Fulfillment of SLICC criteria at enrollment did not predict ACR criteria fulfillment 18 months later. On the contrary, a MAP score of greater than 0.8 at enrollment predicted fulfillment of a fourth ACR criterion within 18 months.
The results suggest that CB-CAPs perform well as a potential test to support SLE diagnosis in those with pSLE, the researchers concluded. “In particular, CB-CAPs and MAP performed better than standard testing, including antibodies to dsDNA or low serum complement levels,” they write. In addition, a MAP result of >0.8 was the best predictor of a patient with pSLE acquiring a fourth ACR criterion within 18 months after enrollment.

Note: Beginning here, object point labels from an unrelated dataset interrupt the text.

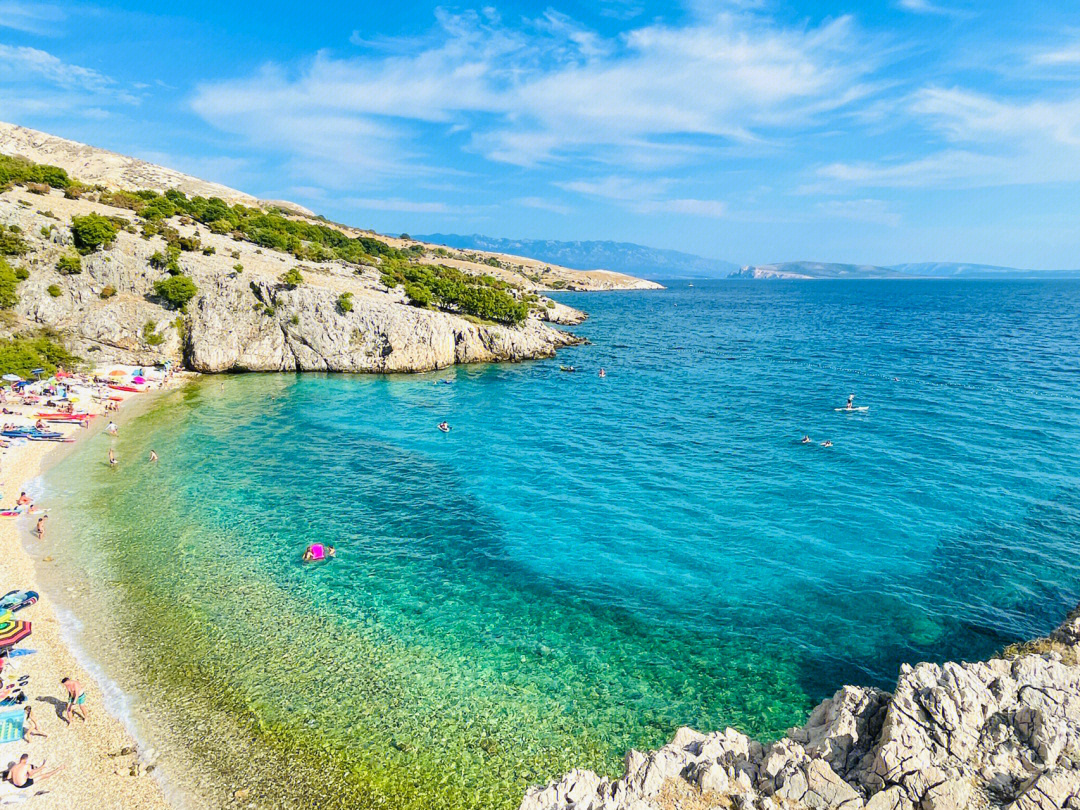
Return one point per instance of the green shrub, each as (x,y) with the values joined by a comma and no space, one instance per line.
(418,294)
(177,291)
(150,335)
(11,243)
(22,354)
(69,264)
(455,291)
(92,231)
(8,283)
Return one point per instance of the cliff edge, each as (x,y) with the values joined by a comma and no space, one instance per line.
(999,733)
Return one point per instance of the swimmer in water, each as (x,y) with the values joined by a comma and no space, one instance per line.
(318,551)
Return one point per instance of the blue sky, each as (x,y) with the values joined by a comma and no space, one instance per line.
(751,131)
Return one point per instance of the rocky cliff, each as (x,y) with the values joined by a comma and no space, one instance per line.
(242,319)
(1000,733)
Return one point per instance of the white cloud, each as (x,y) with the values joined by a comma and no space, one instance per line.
(997,143)
(540,204)
(30,17)
(409,206)
(18,63)
(714,208)
(925,7)
(551,92)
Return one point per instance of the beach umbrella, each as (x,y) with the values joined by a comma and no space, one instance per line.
(13,631)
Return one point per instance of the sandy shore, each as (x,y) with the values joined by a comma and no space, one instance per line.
(103,768)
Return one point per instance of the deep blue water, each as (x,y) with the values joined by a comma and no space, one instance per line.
(583,564)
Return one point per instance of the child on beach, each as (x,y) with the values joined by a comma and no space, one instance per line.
(77,697)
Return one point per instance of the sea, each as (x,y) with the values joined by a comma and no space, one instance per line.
(583,564)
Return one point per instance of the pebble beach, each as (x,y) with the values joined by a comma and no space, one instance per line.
(99,757)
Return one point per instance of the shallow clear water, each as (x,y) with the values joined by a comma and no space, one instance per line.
(582,565)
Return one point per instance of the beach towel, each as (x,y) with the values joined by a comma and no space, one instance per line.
(11,725)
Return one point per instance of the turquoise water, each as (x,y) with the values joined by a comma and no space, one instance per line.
(582,565)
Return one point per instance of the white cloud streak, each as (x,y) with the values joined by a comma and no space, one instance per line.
(549,93)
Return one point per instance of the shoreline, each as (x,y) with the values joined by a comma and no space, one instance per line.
(102,758)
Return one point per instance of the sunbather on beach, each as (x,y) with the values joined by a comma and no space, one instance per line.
(30,727)
(23,774)
(77,700)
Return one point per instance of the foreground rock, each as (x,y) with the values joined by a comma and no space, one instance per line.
(1003,732)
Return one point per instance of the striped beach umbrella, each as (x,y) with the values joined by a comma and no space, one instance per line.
(13,631)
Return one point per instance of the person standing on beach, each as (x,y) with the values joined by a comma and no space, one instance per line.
(30,727)
(77,699)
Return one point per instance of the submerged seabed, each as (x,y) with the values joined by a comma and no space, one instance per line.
(581,565)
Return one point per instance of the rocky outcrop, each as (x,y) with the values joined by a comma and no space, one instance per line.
(1003,732)
(244,318)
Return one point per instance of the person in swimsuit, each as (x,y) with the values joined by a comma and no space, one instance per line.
(22,774)
(77,699)
(318,551)
(30,727)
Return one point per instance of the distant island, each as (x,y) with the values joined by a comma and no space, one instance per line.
(662,265)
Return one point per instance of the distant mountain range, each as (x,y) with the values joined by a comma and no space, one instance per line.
(655,262)
(797,270)
(623,257)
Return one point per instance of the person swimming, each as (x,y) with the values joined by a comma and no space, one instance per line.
(318,551)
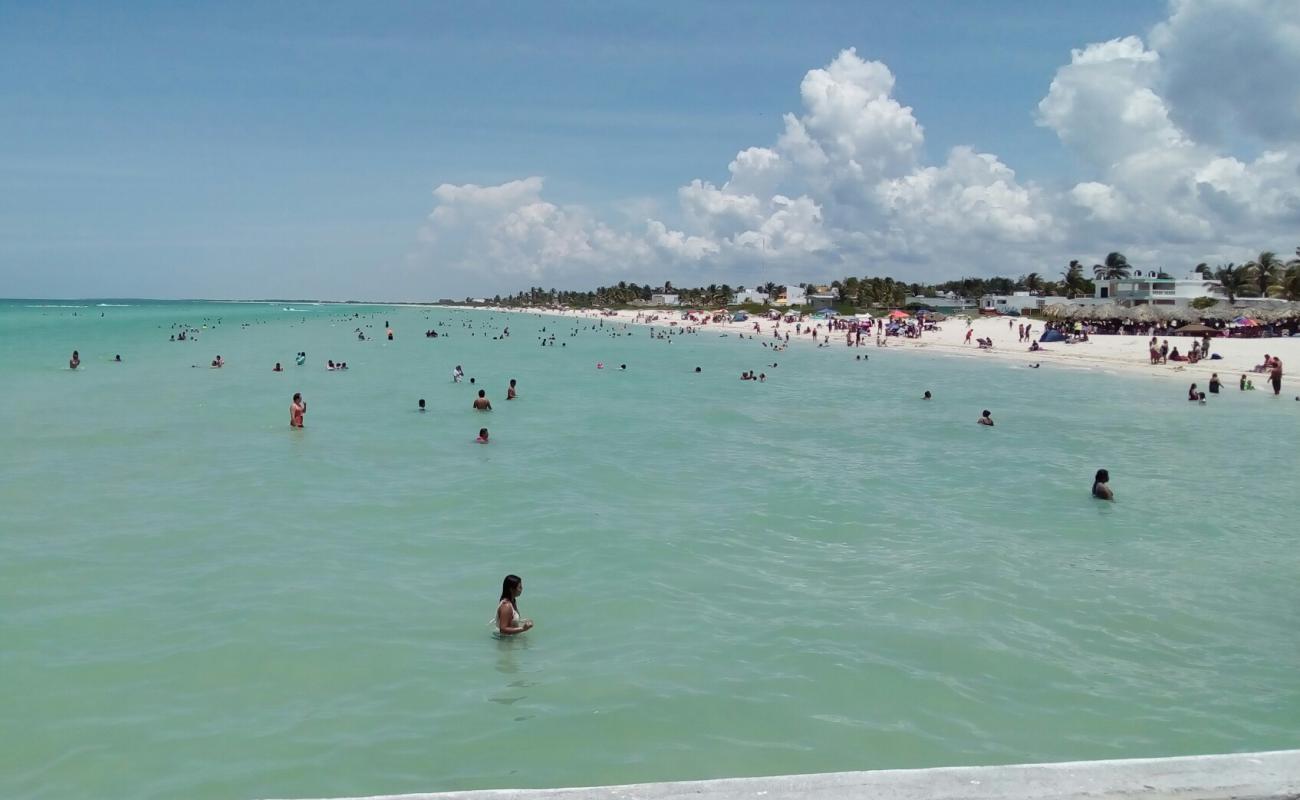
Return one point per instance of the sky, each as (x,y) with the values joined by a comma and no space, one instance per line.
(406,151)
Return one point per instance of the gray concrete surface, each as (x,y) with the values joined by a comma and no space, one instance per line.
(1234,777)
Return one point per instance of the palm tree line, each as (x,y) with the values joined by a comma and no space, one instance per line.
(1264,276)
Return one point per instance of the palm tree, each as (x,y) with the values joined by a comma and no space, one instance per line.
(1073,276)
(1288,285)
(1264,271)
(1116,267)
(1233,280)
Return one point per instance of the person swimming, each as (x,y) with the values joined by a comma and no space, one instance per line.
(508,622)
(1101,485)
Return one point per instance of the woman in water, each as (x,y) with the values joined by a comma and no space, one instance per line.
(1101,485)
(297,410)
(508,622)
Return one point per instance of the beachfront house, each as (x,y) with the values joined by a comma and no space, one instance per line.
(1144,288)
(947,302)
(792,295)
(749,295)
(1022,302)
(823,299)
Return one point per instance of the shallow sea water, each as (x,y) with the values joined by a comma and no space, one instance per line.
(819,573)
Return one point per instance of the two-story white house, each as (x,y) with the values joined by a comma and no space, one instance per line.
(1144,288)
(749,295)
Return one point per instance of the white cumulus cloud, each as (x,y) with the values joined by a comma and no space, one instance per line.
(843,189)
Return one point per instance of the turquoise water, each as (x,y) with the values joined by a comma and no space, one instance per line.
(818,573)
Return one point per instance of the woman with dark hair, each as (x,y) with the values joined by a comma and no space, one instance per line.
(508,622)
(1101,485)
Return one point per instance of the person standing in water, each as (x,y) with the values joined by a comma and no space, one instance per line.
(297,410)
(508,622)
(1101,485)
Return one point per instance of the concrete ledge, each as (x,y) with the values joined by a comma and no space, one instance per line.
(1273,775)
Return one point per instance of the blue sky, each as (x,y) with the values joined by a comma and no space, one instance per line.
(291,150)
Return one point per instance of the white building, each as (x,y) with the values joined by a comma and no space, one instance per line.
(1145,289)
(749,295)
(1025,301)
(793,295)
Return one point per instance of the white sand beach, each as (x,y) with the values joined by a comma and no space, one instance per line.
(1119,354)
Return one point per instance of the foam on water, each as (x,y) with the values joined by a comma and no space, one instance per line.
(818,573)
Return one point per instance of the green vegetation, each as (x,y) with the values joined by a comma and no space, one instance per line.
(1264,276)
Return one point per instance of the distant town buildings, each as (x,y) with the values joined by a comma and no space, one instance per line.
(749,295)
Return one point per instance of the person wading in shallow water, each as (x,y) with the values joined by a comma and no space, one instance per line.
(508,622)
(1101,485)
(297,410)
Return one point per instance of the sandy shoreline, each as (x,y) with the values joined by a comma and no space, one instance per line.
(1119,354)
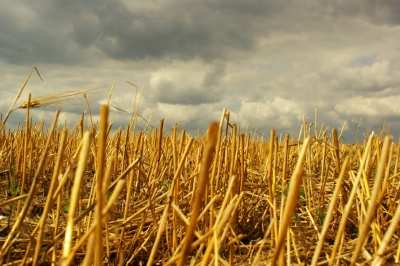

Activation of complement as measured by CB-CAPs and the MAP—which includes autoantibodies and CB-CAPs—represents better biomarkers for SLE than traditional SLE biomakers, such as C3 and C4, and anti-dsDNA, according to Dr. Ramsey-Goldman and two co-researchers, Exagen CEO Arthur Weinstein, MD, professor emeritus of clinical medicine, Georgetown University, Washington, D.C., and Roberta Vezza Alexander, PhD, of Exagen.
The findings about biomarkers contrast with common findings when using classification criteria, according to the authors. For example, a 2019 study from Mosca et al. found that only 66.1% of newly diagnosed SLE patients were positive by ACR criteria, 83.5% by SLICC criteria, and 23% of patients fulfilled only three ACR criteria.2 This demonstrates that classification of SLE can differ from clinical diagnosis. Identifying patients earlier on and starting treatment as needed could help avoid organ damage.
The study is limited by its small cohort size. However, 29% of patients with a follow-up visit within 18 months fulfilled a fourth ACR criterion within that time frame, confirming researchers’ expectation that this pSLE cohort, coming from academic lupus centers, may be more likely to progress to classifiable SLE than previous studies have suggested.
The results show that CB-CAPs and MAP can help rheumatologists diagnose SLE even in early disease stages. Of course, additional research is needed and is ongoing, according to Dr. Ramsey-Goldman and co-researchers.
Other areas of research include identifying other leukocyte subpopulations that bind CB-CAPs—and whether these subpopulations differ between SLE, pSLE or other rheumatic diseases.
“It would also be of great interest to learn whether our tests for complement activation identify a subset of SLE patients more likely to respond well to some of the newer lupus medications and biologics under study,” the authors tell The Rheumatologist.